The difference between analog and digital

If we ignore the actual source sounds, a bog part of the sound of analog devices are the inherent differences between repetitions of the same note. In other words, a repeated sound on an analog device will often change somewhat over time, whereas a repeated digital sample will often have a “machine gun” effect.

Here’s a really good, rel-life example of this concept, created by first recording a repeated riff on a Boss DR-100 drum machine, then simply repeating a sample of one of the sounds:

“A short comparison between the always moving analog sound vs a sample of the same source. I used my Boss DR-110, analog drum machine that lacks any sound controls other than main volume, balance and accent level (used in mid position in this example). First you can hear the 16th snare pattern, recorded straight from the DR-110; then I took one of the recorded snare hits and pasted it several times to create the same pattern.”

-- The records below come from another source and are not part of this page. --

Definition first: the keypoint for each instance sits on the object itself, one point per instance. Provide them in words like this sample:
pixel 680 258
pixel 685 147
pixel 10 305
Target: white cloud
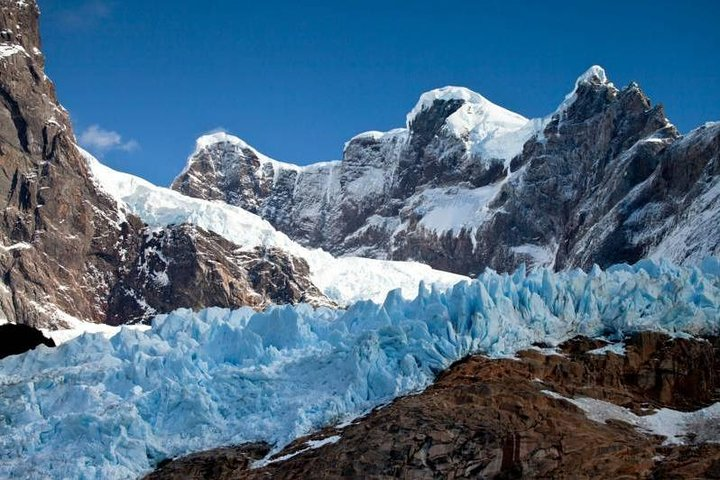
pixel 97 139
pixel 89 13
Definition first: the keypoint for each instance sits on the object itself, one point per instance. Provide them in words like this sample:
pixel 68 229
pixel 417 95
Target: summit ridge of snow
pixel 343 280
pixel 487 111
pixel 595 75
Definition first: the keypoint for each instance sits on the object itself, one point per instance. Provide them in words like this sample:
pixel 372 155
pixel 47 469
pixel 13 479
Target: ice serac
pixel 69 251
pixel 568 413
pixel 97 407
pixel 467 185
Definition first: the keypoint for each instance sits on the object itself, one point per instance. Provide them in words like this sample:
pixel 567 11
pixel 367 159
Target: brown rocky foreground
pixel 488 418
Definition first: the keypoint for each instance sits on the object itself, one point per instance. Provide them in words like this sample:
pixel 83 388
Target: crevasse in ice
pixel 99 408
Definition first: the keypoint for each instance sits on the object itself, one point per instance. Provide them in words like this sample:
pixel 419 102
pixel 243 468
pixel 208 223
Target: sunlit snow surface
pixel 344 280
pixel 111 408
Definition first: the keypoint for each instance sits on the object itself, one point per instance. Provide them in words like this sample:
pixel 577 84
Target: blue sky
pixel 143 79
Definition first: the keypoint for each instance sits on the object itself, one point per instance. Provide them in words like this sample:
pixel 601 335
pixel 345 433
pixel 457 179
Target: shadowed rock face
pixel 490 419
pixel 65 249
pixel 606 179
pixel 15 339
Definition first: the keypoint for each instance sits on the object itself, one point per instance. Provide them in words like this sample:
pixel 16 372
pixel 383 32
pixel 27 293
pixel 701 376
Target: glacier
pixel 98 407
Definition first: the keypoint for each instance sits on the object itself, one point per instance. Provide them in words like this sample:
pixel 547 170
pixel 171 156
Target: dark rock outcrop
pixel 16 339
pixel 65 248
pixel 605 179
pixel 493 419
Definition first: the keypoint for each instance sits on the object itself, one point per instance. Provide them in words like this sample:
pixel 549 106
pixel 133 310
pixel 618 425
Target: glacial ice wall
pixel 112 408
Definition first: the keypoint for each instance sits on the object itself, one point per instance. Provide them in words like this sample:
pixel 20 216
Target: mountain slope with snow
pixel 469 185
pixel 343 280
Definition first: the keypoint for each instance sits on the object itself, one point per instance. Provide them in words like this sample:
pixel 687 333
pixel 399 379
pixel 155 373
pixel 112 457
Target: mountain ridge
pixel 439 192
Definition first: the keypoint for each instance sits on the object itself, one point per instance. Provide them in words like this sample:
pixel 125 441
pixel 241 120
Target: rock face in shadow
pixel 16 339
pixel 605 179
pixel 487 418
pixel 67 251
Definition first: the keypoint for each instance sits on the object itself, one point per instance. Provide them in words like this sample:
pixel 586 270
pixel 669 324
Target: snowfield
pixel 344 280
pixel 112 408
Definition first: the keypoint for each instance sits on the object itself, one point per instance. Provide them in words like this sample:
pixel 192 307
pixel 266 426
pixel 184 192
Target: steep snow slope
pixel 344 280
pixel 469 185
pixel 99 408
pixel 361 205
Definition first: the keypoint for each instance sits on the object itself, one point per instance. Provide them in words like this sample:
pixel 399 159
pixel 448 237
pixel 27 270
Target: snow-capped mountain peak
pixel 595 75
pixel 475 109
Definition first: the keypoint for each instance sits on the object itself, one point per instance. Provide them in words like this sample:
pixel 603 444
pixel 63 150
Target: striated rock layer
pixel 488 418
pixel 68 252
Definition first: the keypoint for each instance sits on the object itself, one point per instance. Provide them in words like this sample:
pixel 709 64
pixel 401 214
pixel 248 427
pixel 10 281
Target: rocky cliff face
pixel 468 185
pixel 67 252
pixel 510 419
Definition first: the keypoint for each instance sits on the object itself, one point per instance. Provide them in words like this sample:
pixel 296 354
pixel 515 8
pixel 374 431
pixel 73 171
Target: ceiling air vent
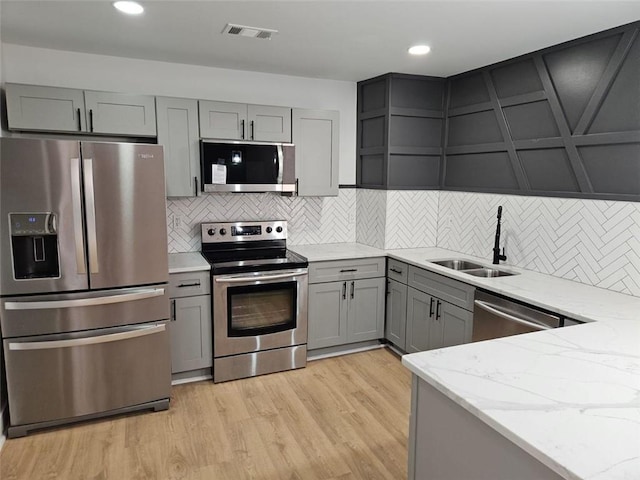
pixel 251 32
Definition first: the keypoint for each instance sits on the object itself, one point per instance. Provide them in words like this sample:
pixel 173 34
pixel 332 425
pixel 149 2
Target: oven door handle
pixel 260 277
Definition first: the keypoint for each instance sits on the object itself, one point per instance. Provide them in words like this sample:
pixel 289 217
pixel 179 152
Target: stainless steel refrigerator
pixel 83 285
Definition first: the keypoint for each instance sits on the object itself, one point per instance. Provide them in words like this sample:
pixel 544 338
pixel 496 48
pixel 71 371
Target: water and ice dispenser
pixel 34 245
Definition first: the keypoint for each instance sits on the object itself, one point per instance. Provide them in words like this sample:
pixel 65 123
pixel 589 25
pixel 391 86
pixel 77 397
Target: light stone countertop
pixel 187 262
pixel 570 397
pixel 336 251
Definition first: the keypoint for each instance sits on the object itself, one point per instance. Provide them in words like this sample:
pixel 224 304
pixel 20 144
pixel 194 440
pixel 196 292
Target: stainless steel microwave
pixel 247 167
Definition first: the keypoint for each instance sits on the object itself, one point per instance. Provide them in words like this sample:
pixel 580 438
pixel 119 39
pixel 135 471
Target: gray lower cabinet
pixel 239 121
pixel 432 321
pixel 54 109
pixel 345 312
pixel 396 316
pixel 190 328
pixel 316 135
pixel 350 309
pixel 178 132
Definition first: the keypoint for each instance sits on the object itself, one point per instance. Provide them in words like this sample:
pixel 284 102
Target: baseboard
pixel 342 350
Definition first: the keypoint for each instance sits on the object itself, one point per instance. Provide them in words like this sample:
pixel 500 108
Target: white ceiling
pixel 342 40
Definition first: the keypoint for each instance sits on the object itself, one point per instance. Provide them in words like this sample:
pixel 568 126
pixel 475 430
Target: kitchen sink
pixel 488 272
pixel 471 268
pixel 458 264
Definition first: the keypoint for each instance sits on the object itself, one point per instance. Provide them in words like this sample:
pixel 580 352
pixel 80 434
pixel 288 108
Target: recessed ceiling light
pixel 132 8
pixel 419 50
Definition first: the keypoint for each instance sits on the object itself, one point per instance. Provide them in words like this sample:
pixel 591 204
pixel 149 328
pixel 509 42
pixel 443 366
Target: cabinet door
pixel 451 325
pixel 420 308
pixel 178 134
pixel 31 107
pixel 269 124
pixel 365 320
pixel 396 321
pixel 191 342
pixel 327 314
pixel 121 113
pixel 316 135
pixel 223 120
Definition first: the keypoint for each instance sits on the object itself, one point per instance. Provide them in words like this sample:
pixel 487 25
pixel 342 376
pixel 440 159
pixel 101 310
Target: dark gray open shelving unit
pixel 563 121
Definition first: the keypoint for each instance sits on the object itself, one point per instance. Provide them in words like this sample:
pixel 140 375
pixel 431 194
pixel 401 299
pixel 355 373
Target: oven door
pixel 259 311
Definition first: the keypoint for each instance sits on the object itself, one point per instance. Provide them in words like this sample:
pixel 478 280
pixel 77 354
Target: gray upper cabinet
pixel 316 137
pixel 178 132
pixel 53 109
pixel 120 113
pixel 239 121
pixel 31 107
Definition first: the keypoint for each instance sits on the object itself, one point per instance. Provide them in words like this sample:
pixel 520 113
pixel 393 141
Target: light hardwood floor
pixel 340 418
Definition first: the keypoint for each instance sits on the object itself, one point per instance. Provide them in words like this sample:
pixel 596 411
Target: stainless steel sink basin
pixel 488 272
pixel 458 264
pixel 471 268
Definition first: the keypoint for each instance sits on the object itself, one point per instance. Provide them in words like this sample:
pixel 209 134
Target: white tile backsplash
pixel 595 242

The same could be done on any number of analog drum boxes, most famously on the TR-808.

One Response to The difference between analog and digital
  1. midijunkie Reply

    to the untrained ear they sound the same. even i had to listen to it a couple of times to notice the difference. the first part of the wave if you listen carefully the sound seems to pan i.e. jump from ear to ear but its just change in intensity giving the impression that its panning. the second the “sample” sounds mechanical almost robotic. it has no varience in its tonal structure.

    once again like i said you HAVE to listen CAREFULLY. then you’ll hear the difference.